In a document published Thursday, the Federal Highway Administration said it has decided to take no action on the proposed 50-mile road extension north from Juneau, the Juneau Empire reported.
The document by Alaska Division Administrator Sandra Garcia-Aline cited the state's shrinking budget and "a high level of controversy" over construction as principal factors for the road not being built.
The Juneau Access Project aimed to connect the city to the North American road system as well as lower costs and reduce ferry travel for drivers trying to reach Skagway or Haines. Juneau is accessible only by water or air.

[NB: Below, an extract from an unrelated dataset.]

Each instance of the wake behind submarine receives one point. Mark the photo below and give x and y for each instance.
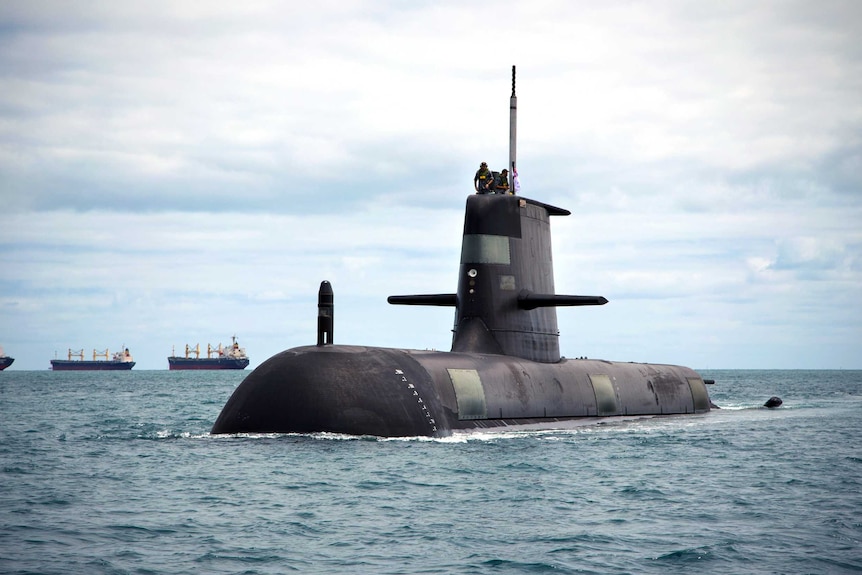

The project divided Juneau residents and was opposed by environmental groups that said the road would disrupt environmentally sensitive areas.
The agency's decision is a "huge victory," said Buck Lindekugel, an attorney for the SouthEast Alaska Conservation Council, which opposed the project.
"This road was unsafe and impractical, and the costs always outweighed the benefits and it just didn't make sense," Lindekugel said. "We thank the governor for his steadfast opposition, and we are glad to see the agencies take this action."
Walker stopped the project in late 2016, citing the state's fiscal crisis.
"The FHWA no-build record of decision for the Juneau Access road closes the previously proposed project," Walker said in a statement. "The funding that the legislature appropriated will not be spent, and will remain in the account until acceptable alternative concepts to advance transportation access for Juneau are proposed and agreed upon by stakeholders."
More than $42 million is unallocated in project accounts, according to the state Department of Transportation.